Einführung
Wir haben diese wandmontierten Infrarotheizgeräte für einen bestimmten Ort entwickelt – das Badezimmer. Die ständige Feuchtigkeit dort? Damit hat dieses Gerät kein Problem.
Unser Hauptziel ist einfach: Ihnen die gewünschte Wärme zu liefern – ohne dabei die elektrische Sicherheit zu gefährden. Für die Ingenieure, die diese Geräte konzipieren, geht es nicht nur um Wärme. Es geht auch darum, sicherzustellen, dass das Gerät fehlerfrei funktioniert – ohne Kurzschlüsse, Lecks oder Korrosion. Punkt.

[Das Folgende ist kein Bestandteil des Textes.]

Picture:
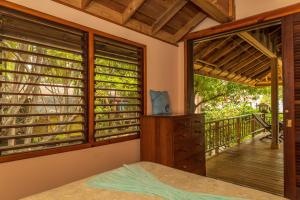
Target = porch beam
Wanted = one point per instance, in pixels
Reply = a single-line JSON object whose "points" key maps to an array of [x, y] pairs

Was sich im Inneren befindet
Bei der elektrischen Konstruktion geht es darum, alles voneinander zu trennen. Das Heizgerät arbeitet mit dem üblichen Netzspannungsniveau – doch die Verkabelung ist so gestaltet, dass die Elektrizität weit entfernt vom Außengehäuse bleibt. Jeder Anschlusspunkt ist versiegelt und geschützt. Dadurch entsteht eine physische Barriere, durch die keine Feuchtigkeit eindringen kann. Selbst wenn das Gerät direkt bespritzt wird, bleiben die elektrischen Komponenten isoliert. Sie können also beruhigt sein – das Gerät ist sicher.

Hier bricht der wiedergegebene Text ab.